We’ve all seen it: beaches littered with plastic trash, with some floating about in the water. As if this is not bad enough, there’s actually far more than what the eye can see. As plastic debris is weathered by sunlight, tampered by marine life, and tossed around by waves, they break down into small particles, called microplastics. And we’re not even sure where they ultimately end up, or what the full extent of their damage really is, seeing as it would take 500-1,000 years for the substance to fully degrade.
In a mission to track down where the plastics go, members of Denmark-based international organization Plastic Change went to Kamilo Beach in Hawaii. The group used a Manta Trawl, a manta ray-inspired data collection device that skims the ocean surface for miles, gathering small plastic particles in a fine mesh net. They also collected water samples from different depths.
The damage plastics inflict on global marine life is incalculable. There is an estimated 5.25 trillion pieces of plastic debris in the ocean, 269,000 tons of which float on the surface of the ocean while four billion plastic microfibers per square kilometer litter the deep sea. EcoWatch estimates that 40% of the world’s ocean surface is not even ocean anymore, but plastic debris.

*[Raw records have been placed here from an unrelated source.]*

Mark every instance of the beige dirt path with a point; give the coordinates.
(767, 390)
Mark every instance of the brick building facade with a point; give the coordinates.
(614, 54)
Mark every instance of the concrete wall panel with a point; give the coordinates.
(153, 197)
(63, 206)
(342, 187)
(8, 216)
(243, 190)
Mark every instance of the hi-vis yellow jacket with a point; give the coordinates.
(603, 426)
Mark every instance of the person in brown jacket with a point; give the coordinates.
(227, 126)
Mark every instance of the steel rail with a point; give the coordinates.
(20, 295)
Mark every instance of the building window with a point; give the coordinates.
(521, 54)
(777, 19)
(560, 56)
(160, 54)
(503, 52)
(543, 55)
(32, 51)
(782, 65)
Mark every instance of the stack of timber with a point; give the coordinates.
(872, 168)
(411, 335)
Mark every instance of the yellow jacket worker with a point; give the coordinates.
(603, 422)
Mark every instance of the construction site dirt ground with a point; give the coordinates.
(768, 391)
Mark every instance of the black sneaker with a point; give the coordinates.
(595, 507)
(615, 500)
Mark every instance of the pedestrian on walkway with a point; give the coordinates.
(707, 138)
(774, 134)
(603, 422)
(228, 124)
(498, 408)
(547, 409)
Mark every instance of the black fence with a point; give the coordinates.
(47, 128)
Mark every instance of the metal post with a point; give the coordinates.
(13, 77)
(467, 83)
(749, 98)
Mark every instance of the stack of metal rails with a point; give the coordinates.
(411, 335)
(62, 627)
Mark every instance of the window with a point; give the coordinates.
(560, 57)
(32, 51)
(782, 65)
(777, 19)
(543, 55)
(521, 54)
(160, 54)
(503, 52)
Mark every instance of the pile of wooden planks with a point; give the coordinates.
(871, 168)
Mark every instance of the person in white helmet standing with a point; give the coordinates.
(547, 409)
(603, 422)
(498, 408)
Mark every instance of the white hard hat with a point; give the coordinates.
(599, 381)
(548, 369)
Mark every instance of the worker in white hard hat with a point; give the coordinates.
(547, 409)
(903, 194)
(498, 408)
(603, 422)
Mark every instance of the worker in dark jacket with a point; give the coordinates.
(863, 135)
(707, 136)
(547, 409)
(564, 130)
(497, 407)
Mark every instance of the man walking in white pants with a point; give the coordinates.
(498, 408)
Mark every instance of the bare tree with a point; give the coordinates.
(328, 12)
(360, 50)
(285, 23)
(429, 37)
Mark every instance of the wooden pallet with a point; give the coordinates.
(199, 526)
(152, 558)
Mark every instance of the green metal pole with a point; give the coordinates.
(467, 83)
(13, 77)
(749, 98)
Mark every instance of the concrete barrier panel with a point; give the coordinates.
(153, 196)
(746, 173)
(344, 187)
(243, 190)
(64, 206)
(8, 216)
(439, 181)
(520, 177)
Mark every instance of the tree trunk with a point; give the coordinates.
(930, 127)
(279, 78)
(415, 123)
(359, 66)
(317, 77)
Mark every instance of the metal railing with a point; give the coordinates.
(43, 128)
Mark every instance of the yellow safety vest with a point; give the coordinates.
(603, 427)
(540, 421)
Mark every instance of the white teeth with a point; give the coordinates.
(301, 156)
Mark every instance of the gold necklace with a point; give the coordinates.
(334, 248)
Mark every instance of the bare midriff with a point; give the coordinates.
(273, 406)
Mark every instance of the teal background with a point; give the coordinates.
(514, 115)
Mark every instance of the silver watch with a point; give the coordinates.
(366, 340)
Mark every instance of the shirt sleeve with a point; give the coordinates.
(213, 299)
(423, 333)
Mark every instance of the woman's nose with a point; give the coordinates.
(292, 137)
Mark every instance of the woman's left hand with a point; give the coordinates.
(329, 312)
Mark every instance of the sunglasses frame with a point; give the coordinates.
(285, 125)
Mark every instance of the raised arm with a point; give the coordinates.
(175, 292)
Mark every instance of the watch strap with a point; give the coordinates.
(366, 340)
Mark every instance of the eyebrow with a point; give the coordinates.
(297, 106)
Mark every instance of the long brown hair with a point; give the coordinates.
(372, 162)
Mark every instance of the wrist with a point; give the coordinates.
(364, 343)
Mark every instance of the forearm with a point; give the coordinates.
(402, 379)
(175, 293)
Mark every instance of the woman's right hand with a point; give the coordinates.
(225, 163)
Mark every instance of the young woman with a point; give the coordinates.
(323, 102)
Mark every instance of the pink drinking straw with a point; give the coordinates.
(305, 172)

According to Plastic Change, these numbers will double in the next ten years if we don’t act on it. Sustainable disposables are making their way into the market, albeit slowly. France recently announced they will be banning conventional plastics by 2020. Hopefully, more countries will follow suit.
Water is one of the most fundamental attributes that make life on Earth possible, which is why we look for signs of liquid water in other planets and celestial bodies. And for something undeniably vital to our very existence, we don’t seem to be treating it with the reverence it is owed.